28:24 And I believe the guy who came up with it.

28:27 It's even controversial in its early days. It's nuts.

28:30 But yes, it's even won the compression de facto standard these days for the most part.

28:36 Yeah, it's definitely got trade-offs, but it's just in terms of, it's just really useful just to think that everything could understand.

28:42 It's just so compatible.

28:44 And it's also convenient that you can do random access, unlike some of the alternatives.

28:49 You can pull out one file from the middle if you want to.

28:52 The fact that anyone can open it is so much better than it might save one more percent. Yeah, for sure.

28:58 - Yeah. - Cool.

28:59 Okay, so we've got these...

29:02 Basically, the pybi file is the zip file. Is that basically the entire interpreter just kind of bundled into a zip file? Like, what's the deal there?

29:13 Yeah. I mean, it's just literally like, you know, you install Python into a certain directory, and then you take that directory, you put it in a zip file.

29:20 There's a little bit of tweaking to like, make sure it's self contained, and you can move it in a portable, portable relocatable, I guess is a better word.

29:27 Yeah. So sometimes if you just install Python regularly, it's kind of, well, I've hard-coded, I know that I'm at this particular position on the file system. And so I need to make sure we don't do that. And also to make it self-contained, it's like, same thing we do with wheels. Like, you have to vendor some libraries, right? If it wants to use readline as a library to, for like in the REPL to be able to like edit your line as you're typing it, then, you know, we can't just assume it's on the system. We have to include that inside the PyBi.

29:56 So and but again, like this is stuff we've all already dealt with with wheels, there's tools for doing it, we understand how to do it. And I'm just reusing those tools.

30:04 So if I were to run a Python application delivered by one of these PyBi's, does it have to unzip the contents into a location and then run it there? Or can it just run it straight out of memory? Or what?

30:19 How does that work?

30:20 Well, so by itself, the format, I mean, it's just a zip file, right?
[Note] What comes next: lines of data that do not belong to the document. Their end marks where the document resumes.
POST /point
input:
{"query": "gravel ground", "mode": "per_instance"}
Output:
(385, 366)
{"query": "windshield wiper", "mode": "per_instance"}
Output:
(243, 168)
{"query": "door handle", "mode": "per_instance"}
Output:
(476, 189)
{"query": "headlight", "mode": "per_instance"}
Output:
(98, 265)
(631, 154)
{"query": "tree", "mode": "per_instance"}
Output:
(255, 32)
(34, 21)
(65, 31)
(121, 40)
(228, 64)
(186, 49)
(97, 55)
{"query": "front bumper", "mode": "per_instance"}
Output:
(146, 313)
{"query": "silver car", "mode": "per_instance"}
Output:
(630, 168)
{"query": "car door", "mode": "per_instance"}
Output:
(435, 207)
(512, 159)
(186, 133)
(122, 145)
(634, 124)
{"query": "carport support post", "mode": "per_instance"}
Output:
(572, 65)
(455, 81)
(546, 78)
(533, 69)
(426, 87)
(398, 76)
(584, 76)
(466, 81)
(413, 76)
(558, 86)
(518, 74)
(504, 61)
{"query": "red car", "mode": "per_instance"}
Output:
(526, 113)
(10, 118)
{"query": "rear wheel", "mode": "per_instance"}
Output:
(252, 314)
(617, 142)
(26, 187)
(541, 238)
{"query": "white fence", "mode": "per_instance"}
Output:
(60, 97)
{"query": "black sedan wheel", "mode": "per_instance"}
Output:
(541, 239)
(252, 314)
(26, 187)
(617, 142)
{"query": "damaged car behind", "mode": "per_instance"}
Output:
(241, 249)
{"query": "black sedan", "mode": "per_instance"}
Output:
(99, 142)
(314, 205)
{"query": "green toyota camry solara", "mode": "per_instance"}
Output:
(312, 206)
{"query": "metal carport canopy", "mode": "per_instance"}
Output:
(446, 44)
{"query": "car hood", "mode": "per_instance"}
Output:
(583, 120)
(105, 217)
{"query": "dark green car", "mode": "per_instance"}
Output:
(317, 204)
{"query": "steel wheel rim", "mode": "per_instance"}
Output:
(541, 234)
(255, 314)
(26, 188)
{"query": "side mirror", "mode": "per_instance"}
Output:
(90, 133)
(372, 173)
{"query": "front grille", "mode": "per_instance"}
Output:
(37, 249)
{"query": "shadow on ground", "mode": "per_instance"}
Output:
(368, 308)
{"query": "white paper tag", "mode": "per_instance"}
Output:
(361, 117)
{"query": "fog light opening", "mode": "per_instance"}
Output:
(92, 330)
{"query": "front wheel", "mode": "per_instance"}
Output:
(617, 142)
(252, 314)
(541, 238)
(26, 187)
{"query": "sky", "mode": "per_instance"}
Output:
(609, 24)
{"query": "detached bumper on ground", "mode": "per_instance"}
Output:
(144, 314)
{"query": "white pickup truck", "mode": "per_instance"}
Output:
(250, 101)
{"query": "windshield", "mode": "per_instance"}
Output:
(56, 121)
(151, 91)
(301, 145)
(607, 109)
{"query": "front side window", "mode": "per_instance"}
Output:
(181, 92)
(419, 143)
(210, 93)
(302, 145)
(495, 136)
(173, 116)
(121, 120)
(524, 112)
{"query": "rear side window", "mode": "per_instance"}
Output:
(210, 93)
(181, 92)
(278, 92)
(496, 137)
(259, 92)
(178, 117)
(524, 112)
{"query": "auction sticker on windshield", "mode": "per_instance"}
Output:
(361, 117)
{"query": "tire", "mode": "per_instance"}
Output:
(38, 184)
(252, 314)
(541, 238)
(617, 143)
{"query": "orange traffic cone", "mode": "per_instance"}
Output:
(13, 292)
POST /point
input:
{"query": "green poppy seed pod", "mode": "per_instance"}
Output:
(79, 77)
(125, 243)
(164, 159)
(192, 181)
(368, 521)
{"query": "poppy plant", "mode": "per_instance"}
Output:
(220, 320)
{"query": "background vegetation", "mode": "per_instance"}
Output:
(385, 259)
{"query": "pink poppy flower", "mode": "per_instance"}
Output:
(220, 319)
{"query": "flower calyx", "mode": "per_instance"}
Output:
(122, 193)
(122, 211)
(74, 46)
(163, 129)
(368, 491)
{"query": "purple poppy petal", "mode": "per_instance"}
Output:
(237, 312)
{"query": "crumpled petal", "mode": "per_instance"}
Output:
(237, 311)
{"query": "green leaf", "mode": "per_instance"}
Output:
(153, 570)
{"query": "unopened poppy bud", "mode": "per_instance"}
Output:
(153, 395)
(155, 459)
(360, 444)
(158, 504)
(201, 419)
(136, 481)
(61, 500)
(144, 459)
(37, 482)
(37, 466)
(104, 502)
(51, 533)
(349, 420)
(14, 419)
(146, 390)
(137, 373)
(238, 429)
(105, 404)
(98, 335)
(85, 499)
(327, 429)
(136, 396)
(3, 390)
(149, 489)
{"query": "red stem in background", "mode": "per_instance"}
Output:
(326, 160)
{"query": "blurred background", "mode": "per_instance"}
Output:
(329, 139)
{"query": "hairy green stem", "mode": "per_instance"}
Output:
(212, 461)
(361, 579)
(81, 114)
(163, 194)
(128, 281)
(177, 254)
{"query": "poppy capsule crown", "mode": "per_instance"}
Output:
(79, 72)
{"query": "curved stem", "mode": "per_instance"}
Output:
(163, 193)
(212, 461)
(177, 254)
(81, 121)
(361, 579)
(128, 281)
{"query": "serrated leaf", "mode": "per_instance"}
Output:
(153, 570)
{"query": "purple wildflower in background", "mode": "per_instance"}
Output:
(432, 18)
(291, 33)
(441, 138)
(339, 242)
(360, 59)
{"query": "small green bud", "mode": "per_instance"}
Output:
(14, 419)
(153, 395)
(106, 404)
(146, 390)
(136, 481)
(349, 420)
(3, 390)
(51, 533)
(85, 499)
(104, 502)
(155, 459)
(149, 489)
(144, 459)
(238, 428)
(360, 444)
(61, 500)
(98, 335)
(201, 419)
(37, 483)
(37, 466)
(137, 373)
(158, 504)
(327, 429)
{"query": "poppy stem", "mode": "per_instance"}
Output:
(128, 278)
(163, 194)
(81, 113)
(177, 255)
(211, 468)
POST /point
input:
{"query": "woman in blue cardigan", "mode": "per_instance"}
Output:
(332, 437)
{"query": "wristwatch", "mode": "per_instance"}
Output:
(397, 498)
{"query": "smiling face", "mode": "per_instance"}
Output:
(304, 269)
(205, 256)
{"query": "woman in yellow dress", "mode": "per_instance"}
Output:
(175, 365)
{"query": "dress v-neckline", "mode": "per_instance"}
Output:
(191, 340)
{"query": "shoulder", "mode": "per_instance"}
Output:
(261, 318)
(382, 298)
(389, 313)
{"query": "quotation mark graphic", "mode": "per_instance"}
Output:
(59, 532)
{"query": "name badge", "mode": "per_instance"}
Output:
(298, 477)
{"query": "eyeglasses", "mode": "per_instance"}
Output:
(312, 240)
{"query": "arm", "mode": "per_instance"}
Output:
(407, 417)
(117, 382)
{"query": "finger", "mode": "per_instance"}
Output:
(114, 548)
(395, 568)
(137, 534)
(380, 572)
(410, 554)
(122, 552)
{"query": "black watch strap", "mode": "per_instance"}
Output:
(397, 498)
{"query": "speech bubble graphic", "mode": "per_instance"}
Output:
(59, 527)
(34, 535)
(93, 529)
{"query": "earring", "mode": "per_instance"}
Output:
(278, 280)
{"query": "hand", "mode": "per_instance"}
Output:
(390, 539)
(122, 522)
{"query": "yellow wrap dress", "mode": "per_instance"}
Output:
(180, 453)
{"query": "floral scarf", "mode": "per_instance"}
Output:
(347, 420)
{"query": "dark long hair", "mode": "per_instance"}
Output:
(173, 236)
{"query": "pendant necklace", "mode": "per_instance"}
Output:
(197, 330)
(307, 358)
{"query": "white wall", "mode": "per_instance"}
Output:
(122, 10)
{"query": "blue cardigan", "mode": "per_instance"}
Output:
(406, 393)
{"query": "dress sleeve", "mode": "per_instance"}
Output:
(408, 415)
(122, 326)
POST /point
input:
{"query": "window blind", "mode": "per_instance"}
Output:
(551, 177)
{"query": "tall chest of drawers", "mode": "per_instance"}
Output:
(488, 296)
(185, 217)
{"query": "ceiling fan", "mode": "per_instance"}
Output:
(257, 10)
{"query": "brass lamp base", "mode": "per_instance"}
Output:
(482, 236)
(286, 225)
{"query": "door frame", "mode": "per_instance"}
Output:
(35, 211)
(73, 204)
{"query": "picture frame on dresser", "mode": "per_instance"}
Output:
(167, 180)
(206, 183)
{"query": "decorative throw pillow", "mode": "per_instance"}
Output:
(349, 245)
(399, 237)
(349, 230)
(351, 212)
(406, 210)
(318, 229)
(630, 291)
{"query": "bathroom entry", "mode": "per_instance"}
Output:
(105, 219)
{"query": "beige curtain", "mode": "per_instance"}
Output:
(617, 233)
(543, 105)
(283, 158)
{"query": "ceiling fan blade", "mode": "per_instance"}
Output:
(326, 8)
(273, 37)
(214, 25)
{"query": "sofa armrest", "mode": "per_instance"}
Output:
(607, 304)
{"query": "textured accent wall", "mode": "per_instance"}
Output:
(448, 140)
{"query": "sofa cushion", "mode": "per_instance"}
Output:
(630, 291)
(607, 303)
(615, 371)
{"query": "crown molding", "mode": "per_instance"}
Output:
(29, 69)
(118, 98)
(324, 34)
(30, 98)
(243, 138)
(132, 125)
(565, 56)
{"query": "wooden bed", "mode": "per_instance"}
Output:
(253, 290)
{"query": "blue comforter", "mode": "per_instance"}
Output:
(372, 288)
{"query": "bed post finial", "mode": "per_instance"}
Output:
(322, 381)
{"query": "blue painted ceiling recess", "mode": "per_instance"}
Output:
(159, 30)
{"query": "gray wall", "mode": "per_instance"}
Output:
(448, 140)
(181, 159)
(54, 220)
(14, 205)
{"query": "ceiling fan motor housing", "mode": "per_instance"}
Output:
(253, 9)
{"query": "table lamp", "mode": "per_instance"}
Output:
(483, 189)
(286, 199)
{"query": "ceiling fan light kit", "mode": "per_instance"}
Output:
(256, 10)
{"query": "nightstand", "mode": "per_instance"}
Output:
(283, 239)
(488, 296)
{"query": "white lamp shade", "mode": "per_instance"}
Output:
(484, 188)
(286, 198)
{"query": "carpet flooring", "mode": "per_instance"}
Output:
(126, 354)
30:25 So you can do with it what you can do with a zip file, which, I mean, is not much on its own.

30:30 You need some software to work with it, right?

30:32 Now, that said, I think--

30:34 so yeah, so like if you just were starting with nothing and you're like, I just I have a URL to some PyBi and I want to use it, then you'd have to download it, run a numzip tool, and then you'd have a-- you could go into that directory.

30:45 It's a Python environment.

30:46 You could run pip in there or whatever.

30:49 That said, I think this is a really useful building block for tools that want to go beyond that.

30:53 So things like delivering a pre-built application that you can just run without unpacking.

30:59 Like there are various tools to do that, like PyOxidizer, Py2App.

31:03 I don't know, there's a ton of them, actually.

31:05 I'm probably forgetting like 10 more.

31:07 Yeah, the ones that come to mind for me are Py2Amp, PyInstaller, and PyOxidizer for sure.

31:12 PyOxidizer being the newest of them.

31:15 Yes. Oxidizer because it involves Rust somehow.

31:19 - All the new things involve Rust. - Yes.

31:22 So, but yeah, so those tools that it's really useful to be able to say, "Okay, like, I'm going to do some clever thing to like set up, I don't know, a self-extracting executable or whatever it is they do for their distribution mechanism.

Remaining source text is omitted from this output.